The key line is “art has whatever powers it was painted as in the real world”, and this applies equally to other artistic forms, so the Body was released from a comic as protector for the Art Ops. This type of playful conceptual attitude renders Art Ops rife with possibilities, and an art-themed plot has to look good, so it’s easy to see why Michael Allred signed up. It fits his pop-art sensibilities and page after page of visual delight characterises the book, but there’s some sleight of hand afoot. Allred designed the cast, but the pencils are the work of Matt Brundage. He’s working in Allred’s style, while Allred inking the pages and Laura Allred colouring provides such a close duplication of Allred’s own approach only an expert could tell the difference. It’s a visual metaphor for some story themes. Credit also to Rob Davis, who lays out the final two chapters.

Art Ops looks so good it’s disappointing that it comes nowhere near matching the idea. The primary theme is artistic freedom, and that extends to the occupants of the paintings now wandering in reality. That’s the good part. The bad is a discursive plot with unnecessary characters, and Reggie, a tiresome, whining reprobate with an excuse for everything. His arm provides a great visual effect, but beyond that, until a redemptive final chapter his story purpose is minimal despite the amount of pages he occupies. Furthermore, while Shaun Simon has a visual imagination, his plotting fails to match it. Art Ops is obvious at every turn, and owes more than a little debt to Grant Morrison’s 1990s work on Doom Patrol, which explored similar surreal ideas with regard to paintings, although this is far better drawn. Without irony, there’s an advert for Morrison’s work at the back of the book.
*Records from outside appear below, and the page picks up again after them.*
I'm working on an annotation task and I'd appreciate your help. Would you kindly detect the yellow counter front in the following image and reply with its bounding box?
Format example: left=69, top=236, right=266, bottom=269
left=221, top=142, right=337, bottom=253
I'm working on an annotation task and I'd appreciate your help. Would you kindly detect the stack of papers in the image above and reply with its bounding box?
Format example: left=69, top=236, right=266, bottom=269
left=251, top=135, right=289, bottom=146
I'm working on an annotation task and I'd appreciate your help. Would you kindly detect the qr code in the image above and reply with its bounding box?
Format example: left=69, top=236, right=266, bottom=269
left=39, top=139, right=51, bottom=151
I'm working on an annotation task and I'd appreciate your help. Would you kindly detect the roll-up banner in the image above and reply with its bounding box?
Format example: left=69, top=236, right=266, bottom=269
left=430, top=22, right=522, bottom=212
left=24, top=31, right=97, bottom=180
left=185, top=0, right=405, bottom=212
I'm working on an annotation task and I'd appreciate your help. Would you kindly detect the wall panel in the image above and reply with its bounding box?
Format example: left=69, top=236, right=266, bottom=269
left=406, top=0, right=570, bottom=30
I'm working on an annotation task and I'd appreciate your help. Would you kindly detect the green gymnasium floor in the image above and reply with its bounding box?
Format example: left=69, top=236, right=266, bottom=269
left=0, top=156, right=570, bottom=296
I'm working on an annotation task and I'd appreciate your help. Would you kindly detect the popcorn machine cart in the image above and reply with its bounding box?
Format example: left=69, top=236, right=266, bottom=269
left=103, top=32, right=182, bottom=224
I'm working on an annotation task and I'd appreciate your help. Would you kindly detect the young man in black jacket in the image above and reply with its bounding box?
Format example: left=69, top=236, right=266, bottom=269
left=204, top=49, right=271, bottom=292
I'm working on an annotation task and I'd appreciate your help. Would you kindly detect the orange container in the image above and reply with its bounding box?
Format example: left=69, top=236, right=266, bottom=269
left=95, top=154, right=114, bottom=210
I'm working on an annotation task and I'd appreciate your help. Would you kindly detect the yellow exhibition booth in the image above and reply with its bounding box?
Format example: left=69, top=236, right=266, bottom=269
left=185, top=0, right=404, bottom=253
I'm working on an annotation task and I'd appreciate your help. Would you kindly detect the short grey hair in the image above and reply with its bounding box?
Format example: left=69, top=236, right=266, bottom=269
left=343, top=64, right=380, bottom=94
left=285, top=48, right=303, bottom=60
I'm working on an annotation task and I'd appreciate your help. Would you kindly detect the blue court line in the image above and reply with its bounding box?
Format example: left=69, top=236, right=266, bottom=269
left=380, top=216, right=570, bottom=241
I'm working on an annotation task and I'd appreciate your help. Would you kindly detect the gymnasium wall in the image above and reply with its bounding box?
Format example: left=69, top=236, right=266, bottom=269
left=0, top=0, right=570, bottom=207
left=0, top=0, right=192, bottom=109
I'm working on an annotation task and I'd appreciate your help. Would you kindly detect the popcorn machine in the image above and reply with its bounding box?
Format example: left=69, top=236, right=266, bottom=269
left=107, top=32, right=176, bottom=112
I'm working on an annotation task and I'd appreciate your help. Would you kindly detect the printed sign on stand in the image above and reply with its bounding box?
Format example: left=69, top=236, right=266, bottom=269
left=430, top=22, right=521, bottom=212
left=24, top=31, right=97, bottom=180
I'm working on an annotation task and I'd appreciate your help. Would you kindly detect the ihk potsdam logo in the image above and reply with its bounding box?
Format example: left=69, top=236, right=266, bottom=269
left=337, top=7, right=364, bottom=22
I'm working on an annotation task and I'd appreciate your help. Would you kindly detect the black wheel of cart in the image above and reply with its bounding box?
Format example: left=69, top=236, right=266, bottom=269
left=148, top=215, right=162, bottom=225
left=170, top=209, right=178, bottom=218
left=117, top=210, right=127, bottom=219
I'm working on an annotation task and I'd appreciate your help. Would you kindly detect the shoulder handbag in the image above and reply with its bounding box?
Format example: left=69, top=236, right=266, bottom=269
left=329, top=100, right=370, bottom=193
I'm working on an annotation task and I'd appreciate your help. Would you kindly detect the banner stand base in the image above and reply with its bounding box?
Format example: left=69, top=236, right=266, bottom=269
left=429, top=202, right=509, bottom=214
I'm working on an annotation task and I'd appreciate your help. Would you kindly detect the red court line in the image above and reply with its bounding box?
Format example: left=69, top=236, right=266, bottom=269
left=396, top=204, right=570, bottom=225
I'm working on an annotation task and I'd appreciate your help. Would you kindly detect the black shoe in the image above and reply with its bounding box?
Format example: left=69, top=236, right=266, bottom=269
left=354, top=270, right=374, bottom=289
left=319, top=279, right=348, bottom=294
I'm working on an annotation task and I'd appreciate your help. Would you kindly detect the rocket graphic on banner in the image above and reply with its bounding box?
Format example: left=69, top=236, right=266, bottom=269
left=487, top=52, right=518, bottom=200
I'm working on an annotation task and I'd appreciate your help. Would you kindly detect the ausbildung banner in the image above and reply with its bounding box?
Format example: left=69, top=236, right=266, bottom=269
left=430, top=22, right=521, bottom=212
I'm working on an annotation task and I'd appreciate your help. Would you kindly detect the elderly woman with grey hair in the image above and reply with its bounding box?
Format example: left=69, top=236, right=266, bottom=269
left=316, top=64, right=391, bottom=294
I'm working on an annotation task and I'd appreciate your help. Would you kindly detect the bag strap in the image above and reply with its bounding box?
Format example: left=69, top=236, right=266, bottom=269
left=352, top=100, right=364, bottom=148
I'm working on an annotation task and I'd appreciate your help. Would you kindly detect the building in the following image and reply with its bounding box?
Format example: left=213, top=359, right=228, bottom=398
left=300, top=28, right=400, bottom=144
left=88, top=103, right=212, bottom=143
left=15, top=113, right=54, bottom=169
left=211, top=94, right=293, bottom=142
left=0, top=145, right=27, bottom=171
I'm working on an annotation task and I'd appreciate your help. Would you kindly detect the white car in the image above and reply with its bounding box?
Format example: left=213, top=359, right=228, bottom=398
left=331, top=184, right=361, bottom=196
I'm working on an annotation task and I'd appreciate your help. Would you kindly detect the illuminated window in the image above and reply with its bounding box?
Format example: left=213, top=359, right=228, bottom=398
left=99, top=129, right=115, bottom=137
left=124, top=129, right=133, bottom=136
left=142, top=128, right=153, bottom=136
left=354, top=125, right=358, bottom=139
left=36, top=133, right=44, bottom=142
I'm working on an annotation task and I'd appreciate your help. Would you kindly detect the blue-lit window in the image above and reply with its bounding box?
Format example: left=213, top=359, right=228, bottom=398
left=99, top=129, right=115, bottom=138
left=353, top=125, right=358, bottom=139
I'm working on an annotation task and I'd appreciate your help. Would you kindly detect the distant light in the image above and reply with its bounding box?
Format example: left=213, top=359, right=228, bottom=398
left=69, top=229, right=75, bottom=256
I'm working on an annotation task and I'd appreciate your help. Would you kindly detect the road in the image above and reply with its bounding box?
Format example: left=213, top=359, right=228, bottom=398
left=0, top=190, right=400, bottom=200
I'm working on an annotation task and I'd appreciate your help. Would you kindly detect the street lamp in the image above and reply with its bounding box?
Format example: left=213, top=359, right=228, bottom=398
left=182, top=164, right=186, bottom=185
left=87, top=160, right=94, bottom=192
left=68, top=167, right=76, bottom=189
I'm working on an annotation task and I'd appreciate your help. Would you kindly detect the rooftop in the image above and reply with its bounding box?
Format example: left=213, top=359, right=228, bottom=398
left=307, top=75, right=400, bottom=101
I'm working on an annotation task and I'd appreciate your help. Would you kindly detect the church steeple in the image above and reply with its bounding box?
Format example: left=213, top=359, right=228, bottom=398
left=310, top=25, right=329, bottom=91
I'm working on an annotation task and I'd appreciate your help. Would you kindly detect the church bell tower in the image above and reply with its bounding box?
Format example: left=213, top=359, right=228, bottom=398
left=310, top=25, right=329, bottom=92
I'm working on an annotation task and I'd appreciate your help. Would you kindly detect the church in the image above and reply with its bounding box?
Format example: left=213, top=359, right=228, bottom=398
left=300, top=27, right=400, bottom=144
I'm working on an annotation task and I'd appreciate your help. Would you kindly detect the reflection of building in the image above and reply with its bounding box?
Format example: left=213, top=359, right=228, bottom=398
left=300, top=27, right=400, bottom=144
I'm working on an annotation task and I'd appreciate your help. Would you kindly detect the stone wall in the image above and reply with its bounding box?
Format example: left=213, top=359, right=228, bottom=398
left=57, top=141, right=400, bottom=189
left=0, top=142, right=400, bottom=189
There’s an ambiguity about Art Ops the organisation, who look cool, but spout arrant nonsense like “Art, like society, needs rules and regulations”. More to the point is “Art is alive and demands to be noticed” as claimed by one of the villains. Art Ops certainly grabs the attention, but then fritters it away. It’s okay, but could have been so much more. Look, but don’t read is the advice. The series concludes with Popism.